Doktorlar geldi. Bizimle ilgilenen doktorlar, klinik şefine biz hastaların durumu hakkında bilgi verdiler. Her günkü sabah kontrolü bitmişti. Ben odadaki diğer hastalarla sohbete başladım. Konu müzikten açıldı. Ben o zamanlar Orhan Gencebay hayranıydım.
Yanımdaki hasta ‘Ben Samsun’da yol üstü lokanta işletiyorum. Orhan bey, bana Samsun’a her gelişinde uğrar.’ dediğinde çok sevindim. O hastaya:
Abi keşke ben de tanışabilsem” dedim.
Kahkahalarla böyle sohbet devam ederken, benimle ilgilenen bayan doktor odaya girince sustuk.
Yanıma geldi, içimi bir garip heyecan kapladı.
‘Celal, senin hastalığının ismi Friedreich Ataksisi’ dediğinde sözünü kestim.
‘Nasıl doktor hanım, ney pardon anlayamadım’, dedim.
Daha hastalığın adını bile telaffuz edemiyordum.
“Bu hastalık dengesiz yürümeyle başlar, sürekli ilerler ve tekerlekli sandalyeyle devam eder. Sonunda yatalak duruma gelir” dedi.

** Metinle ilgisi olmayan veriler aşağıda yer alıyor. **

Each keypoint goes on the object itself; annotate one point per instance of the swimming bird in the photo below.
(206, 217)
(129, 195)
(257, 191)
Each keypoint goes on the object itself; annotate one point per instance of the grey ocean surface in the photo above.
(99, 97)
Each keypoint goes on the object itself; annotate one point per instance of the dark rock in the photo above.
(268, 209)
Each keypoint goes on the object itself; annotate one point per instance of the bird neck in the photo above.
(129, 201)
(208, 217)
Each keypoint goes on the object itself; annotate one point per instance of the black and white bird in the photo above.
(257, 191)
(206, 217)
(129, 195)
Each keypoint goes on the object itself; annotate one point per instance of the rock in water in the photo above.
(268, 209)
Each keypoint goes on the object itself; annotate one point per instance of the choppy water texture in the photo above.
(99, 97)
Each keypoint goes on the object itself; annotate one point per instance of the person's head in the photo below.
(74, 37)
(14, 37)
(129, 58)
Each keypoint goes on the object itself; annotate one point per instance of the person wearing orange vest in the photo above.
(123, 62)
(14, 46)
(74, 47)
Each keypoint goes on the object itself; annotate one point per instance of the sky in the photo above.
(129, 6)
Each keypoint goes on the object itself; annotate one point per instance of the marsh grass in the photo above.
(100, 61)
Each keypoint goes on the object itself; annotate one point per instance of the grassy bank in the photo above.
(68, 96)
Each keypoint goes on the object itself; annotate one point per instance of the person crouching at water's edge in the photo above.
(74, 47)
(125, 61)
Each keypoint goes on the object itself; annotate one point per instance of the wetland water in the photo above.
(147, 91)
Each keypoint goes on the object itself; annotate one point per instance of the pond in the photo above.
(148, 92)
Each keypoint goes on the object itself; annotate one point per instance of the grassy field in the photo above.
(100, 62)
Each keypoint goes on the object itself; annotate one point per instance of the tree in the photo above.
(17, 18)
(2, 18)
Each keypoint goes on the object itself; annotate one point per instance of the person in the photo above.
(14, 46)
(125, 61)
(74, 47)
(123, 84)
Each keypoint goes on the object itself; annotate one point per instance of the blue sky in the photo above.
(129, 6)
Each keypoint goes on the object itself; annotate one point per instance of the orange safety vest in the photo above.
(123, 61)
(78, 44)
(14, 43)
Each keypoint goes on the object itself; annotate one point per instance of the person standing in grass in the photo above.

Nefes almadan dinliyordum ve göz pınarlarım dolmaya başlamıştı. Henüz on dokuz yaşında bir gençtim. Hayatın baharındaydım.
Yıllarca hayalini kurduğum düz yürüyebilmek gerçekten hayale dönüşüyordu. Sonra devam etti:
“Celal, sen şimdi hastalığının henüz başlangıç dönemindesin. Bu hastalığın sebebi bilinmiyor ve maalesef tıbben tedavisi yok.”
Dişlerimi sıkıyor ve ağlamamak için kendimi zor tutuyordum.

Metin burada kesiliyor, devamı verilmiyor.